Motifs are recurring structures, contrasts, or literary devices that can help to develop and inform the text’s major themes.

Extravagant Declarations of Love

In Act I, scene i (lines 14 – 17), Antony and Cleopatra argue over whether their love for one another can be measured and articulated:

     CLEOPATRA: [to Antony] If it be love indeed, tell me how much.
     ANTONY: There’s beggary in the love that can be reckoned.
     CLEOPATRA: I’ll set a bourn how far to be beloved.
     ANTONY: Then must thou needs find out new heaven, new earth.
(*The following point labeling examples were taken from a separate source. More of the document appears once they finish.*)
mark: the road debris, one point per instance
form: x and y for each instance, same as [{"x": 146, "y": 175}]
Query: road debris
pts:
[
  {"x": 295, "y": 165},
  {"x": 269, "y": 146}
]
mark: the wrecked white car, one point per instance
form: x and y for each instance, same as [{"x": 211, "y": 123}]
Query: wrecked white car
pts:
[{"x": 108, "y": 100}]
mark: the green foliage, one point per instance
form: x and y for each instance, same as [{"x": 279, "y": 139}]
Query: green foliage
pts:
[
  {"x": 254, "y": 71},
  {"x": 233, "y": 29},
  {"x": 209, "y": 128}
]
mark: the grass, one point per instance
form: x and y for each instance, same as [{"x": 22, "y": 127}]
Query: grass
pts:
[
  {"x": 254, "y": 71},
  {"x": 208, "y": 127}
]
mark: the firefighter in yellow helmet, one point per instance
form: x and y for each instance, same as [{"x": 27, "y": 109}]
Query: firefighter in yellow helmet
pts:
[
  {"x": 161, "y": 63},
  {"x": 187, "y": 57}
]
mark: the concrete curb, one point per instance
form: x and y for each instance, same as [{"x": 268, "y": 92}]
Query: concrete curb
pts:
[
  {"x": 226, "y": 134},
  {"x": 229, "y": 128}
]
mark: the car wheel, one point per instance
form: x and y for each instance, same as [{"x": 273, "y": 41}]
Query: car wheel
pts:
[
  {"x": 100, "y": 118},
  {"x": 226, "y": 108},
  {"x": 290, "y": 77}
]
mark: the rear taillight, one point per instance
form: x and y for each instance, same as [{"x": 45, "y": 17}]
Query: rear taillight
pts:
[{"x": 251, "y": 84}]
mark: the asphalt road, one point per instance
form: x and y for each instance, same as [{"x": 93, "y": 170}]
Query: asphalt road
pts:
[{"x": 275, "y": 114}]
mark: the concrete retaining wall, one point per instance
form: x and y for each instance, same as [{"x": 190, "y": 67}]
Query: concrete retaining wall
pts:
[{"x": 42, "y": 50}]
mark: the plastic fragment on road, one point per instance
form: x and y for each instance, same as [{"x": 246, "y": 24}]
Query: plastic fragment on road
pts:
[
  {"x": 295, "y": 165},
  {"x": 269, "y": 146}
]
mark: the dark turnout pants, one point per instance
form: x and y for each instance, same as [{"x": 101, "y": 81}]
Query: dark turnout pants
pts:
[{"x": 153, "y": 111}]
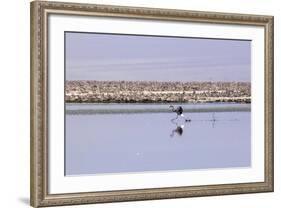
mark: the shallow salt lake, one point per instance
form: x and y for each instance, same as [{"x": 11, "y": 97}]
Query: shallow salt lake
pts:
[{"x": 123, "y": 138}]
This exchange sets the tone for the way that love will be discussed and understood throughout the play. Cleopatra expresses the expectation that love should be declared or demonstrated grandly. She wants to hear and see exactly how much Antony loves her. Love, in Antony and Cleopatra, is not comprised of private intimacies, as it is in Romeo and Juliet. Instead, love belongs to the public arena. In the lines quoted above, Cleopatra claims that she will set the boundaries of her lover’s affections, and Antony responds that, to do so, she will need to discover uncharted territories. By likening their love to the discovery and claim of “new heaven, new earth,” the couple links private emotions to affairs of state. Love, in other words, becomes an extension of politics, with the annexation of another’s heart analogous to the conquering of a foreign land.
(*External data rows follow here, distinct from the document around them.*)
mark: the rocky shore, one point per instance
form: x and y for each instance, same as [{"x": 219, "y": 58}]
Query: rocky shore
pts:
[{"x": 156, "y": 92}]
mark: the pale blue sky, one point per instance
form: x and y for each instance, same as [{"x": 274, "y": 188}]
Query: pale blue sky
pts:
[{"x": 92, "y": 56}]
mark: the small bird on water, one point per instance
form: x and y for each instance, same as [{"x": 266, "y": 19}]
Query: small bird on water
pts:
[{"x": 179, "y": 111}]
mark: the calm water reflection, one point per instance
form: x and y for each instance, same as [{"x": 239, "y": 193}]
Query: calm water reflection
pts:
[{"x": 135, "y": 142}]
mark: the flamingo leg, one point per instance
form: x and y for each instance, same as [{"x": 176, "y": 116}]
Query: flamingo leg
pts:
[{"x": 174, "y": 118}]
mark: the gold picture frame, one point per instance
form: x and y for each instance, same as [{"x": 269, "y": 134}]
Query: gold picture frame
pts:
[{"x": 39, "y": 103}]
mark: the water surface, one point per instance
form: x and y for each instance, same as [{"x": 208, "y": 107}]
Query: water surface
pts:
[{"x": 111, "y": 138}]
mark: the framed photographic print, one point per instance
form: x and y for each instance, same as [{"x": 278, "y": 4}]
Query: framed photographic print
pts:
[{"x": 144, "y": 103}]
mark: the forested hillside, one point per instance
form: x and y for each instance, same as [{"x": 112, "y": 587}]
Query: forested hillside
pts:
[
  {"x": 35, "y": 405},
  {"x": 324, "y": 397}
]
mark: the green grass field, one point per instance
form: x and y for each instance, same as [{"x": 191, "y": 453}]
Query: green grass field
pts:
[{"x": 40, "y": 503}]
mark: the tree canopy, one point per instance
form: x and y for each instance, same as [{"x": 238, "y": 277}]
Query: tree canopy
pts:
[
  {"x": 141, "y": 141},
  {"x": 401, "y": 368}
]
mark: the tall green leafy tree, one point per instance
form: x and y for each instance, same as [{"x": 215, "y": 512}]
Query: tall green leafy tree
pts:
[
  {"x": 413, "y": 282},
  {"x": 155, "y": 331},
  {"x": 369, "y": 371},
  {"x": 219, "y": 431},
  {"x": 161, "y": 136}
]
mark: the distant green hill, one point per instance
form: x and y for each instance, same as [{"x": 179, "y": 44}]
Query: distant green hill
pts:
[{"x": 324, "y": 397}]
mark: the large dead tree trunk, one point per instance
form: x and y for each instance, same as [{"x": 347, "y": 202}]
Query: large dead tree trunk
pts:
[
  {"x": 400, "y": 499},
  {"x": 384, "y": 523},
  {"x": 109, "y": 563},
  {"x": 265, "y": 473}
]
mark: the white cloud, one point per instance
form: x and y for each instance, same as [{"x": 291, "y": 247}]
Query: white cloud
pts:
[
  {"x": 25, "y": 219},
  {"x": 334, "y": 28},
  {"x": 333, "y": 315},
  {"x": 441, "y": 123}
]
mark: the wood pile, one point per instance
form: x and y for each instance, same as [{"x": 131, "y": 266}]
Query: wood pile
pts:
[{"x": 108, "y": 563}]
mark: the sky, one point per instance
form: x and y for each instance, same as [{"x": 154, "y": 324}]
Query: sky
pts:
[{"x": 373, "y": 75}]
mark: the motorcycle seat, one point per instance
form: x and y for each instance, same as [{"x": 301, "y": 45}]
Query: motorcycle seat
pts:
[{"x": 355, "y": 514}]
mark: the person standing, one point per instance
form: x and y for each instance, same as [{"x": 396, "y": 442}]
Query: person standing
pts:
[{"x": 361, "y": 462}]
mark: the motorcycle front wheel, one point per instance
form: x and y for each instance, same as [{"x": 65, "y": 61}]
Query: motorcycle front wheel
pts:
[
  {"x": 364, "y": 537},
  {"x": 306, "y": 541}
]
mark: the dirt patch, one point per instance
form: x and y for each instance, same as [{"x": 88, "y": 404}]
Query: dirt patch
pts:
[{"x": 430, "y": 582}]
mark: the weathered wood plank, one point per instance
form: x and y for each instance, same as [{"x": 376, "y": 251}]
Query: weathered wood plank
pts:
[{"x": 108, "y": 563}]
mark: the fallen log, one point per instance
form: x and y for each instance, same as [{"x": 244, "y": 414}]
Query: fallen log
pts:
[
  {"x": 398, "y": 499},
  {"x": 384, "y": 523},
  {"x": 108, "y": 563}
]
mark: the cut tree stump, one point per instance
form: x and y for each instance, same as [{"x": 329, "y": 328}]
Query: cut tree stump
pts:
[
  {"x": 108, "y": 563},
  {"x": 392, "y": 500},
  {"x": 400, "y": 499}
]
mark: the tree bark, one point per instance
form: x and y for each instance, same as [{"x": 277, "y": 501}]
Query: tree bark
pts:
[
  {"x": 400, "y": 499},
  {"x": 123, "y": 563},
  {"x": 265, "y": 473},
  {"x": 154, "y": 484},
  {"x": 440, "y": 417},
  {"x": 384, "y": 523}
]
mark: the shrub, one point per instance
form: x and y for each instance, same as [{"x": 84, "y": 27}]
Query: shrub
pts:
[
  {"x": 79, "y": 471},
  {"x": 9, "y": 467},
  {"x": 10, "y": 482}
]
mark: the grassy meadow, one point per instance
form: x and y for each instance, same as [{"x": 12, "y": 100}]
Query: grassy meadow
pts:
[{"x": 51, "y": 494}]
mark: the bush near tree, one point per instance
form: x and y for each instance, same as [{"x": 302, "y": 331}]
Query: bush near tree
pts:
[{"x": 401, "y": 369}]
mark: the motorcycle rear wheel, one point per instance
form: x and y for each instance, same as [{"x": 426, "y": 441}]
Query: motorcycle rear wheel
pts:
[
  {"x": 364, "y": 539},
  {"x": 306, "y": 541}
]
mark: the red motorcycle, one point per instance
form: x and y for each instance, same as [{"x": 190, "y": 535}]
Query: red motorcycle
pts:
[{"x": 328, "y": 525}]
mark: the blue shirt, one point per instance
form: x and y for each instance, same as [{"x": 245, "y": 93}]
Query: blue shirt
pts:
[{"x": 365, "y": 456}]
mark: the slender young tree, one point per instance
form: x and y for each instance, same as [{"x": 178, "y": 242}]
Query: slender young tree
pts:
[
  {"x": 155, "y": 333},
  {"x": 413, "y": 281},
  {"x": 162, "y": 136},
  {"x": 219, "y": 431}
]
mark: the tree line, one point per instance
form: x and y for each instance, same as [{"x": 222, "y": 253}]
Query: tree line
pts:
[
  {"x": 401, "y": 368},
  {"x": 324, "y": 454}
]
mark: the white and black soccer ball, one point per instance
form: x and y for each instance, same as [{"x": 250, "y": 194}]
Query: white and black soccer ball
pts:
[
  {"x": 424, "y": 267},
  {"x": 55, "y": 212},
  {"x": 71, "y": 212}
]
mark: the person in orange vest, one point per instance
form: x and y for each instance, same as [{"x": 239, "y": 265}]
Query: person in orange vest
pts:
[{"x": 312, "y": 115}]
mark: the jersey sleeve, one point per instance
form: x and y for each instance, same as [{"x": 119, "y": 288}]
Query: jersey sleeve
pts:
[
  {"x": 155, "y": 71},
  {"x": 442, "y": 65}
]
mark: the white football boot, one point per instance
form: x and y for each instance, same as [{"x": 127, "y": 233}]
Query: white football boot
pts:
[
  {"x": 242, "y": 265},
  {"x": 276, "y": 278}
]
Public Displays of Affection

In Antony and Cleopatra, public displays of affection are generally understood to be expressions of political power and allegiance. Caesar, for example, laments that Octavia arrives in Rome without the fanfare of a proper entourage because it betrays her weakness: without an accompanying army of horses, guardsmen, and trumpeters, she cannot possibly be recognized as Caesar’s sister or Antony’s wife. The connection between public display and power is one that the characters—especially Caesar and Cleopatra—understand well. After Antony’s death, their battle of wills revolves around Caesar’s desire to exhibit the Egyptian queen on the streets of Rome as a sign of his triumph. Cleopatra refuses such an end, choosing instead to take her own life. Even this act is meant as a public performance, however: decked in her grandest royal robes and playing the part of the tragic lover, Cleopatra intends her last act to be as much a defiance of Caesar’s power as a gesture of romantic devotion. For death, she claims, is “the way / To fool their preparation and to conquer / Their most absurd intents” (V.ii.220–222).

Female Sexuality

Throughout the play, the male characters rail against the power of female sexuality. Caesar and his men condemn Antony for the weakness that makes him bow to the Egyptian queen, but they clearly lay the blame for his downfall on Cleopatra. On the rare occasion that the Romans do not refer to her as a whore, they describe her as an enchantress whose beauty casts a dangerous spell over men. As Enobarbus notes, Cleopatra possesses the power to warp the minds and judgment of all men, even “holy priests” who “[b]less her” when she acts like a whore (II.ii.244–245).

Read about a similar use of misogyny as a motif in Shakespeare’s Hamlet.

The unapologetic openness of Cleopatra’s sexuality stands to threaten the Romans. But they are equally obsessed with the powers of Octavia’s sexuality. Caesar’s sister, who, in beauty and temperament stands as Cleopatra’s opposite, is nevertheless considered to possess power enough to mend the triumvir’s damaged relationship: Caesar and Antony expect that she will serve to “knit [their] hearts / With an unslipping knot” (II.ii.132–133). In this way, women are saddled with both the responsibility for men’s political alliances and the blame for their personal failures.